Am Mittwoch kommt der FC Basel in den Letzigrund. In den letzten 3 Heimspielen gegen Basel gab es 2 Remis und einen Sieg. Zumindest punktuell scheint der FCZ Basel also wieder fordern zu können …

Wir sind auch durchaus in der Lage, Basel zu schlagen (lacht). Ich erinnere mich an ein paar enge Spiele in letzter Zeit. Aber die Ausgangslage ist klar, Basel ist Favorit. Doch Spiele gegen Basel sind wie Derbys und wir sind überzeugt, dass wir was reissen können.

Die nächsten 3 Spiele geht es gegen Basel, GC und YB. Diese Partien dürften Aufschluss darüber geben, wo der FCZ steht und wohin die Reise in dieser Saison noch führen kann. Sehen Sie das auch so?

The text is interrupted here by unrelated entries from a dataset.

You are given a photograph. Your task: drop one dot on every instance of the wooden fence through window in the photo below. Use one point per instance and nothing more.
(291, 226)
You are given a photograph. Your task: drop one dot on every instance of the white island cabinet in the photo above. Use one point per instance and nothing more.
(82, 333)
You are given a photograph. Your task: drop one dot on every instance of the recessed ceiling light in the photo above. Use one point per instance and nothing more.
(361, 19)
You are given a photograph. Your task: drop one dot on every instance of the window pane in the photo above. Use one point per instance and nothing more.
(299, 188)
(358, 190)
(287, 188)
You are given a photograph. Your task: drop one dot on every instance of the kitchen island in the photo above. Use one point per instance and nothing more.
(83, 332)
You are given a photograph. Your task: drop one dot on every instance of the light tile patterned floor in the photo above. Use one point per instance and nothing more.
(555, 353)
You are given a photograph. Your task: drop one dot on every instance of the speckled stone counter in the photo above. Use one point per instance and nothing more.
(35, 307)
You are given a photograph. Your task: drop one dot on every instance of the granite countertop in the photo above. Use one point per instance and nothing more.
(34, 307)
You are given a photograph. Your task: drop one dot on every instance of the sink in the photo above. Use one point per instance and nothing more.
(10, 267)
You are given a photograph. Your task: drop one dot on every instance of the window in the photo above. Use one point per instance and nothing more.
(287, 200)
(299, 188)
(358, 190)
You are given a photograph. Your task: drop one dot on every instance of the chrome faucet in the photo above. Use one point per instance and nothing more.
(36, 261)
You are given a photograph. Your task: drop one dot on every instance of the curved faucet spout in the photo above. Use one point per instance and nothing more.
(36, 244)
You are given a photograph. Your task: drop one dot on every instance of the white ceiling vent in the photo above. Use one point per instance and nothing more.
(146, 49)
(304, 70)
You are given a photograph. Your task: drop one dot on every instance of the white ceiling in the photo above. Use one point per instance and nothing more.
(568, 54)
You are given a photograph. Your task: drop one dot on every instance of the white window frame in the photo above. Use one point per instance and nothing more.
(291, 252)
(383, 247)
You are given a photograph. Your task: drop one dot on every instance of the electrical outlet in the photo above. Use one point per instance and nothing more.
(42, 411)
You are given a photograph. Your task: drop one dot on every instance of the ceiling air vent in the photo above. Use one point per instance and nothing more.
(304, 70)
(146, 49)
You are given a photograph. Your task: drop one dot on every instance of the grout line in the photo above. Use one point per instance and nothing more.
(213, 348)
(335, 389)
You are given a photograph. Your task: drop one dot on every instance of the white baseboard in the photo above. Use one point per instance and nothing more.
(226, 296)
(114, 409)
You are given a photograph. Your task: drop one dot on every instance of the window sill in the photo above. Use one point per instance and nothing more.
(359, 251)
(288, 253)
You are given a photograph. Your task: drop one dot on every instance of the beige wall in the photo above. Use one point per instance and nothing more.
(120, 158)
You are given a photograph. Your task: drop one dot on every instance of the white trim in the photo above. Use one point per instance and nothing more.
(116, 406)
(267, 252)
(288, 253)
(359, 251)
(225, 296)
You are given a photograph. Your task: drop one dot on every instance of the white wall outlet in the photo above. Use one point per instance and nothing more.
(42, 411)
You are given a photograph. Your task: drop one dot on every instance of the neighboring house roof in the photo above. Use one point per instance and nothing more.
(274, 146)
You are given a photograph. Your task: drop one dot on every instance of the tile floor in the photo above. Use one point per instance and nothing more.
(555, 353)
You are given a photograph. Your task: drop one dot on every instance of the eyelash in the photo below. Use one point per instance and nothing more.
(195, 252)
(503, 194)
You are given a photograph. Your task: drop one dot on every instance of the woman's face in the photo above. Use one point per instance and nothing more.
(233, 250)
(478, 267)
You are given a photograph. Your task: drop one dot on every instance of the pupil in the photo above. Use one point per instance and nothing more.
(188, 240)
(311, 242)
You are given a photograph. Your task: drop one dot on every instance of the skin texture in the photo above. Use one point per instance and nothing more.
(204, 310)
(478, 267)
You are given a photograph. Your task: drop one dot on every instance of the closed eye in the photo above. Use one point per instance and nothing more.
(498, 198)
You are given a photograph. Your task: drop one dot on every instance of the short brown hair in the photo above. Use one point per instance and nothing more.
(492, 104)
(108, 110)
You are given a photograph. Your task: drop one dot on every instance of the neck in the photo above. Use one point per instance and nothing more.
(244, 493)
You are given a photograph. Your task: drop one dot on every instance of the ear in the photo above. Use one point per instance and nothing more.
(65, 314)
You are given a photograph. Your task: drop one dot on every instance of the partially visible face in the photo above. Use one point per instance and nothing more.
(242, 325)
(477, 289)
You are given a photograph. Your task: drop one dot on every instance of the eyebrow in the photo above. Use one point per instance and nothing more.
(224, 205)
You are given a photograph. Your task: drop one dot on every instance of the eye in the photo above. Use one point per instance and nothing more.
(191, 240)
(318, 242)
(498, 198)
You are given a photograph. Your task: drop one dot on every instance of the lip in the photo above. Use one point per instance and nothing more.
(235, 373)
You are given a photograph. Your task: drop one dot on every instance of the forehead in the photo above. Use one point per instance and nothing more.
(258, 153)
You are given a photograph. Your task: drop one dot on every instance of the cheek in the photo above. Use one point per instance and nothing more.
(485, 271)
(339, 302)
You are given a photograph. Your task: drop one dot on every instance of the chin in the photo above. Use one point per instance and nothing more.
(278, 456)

Wenn wir die nächsten 3 Spiele gewinnen, dann bin ich sehr optimistisch, wohin die Reise geht (lacht). Spass beiseite, in der Meisterschaft ist alles so eng beieinander, ich befürchte, dass es bis zur letzten Runde noch um Sein oder Nichtsein gehen wird. Egal, wie die nächsten 3, 4 Spiele ausgehen.

Das Gespräch führte Daniel Bossi

Sendebezug: SRF zwei, sportlive, 30.03.2019, 19:45 Uhr.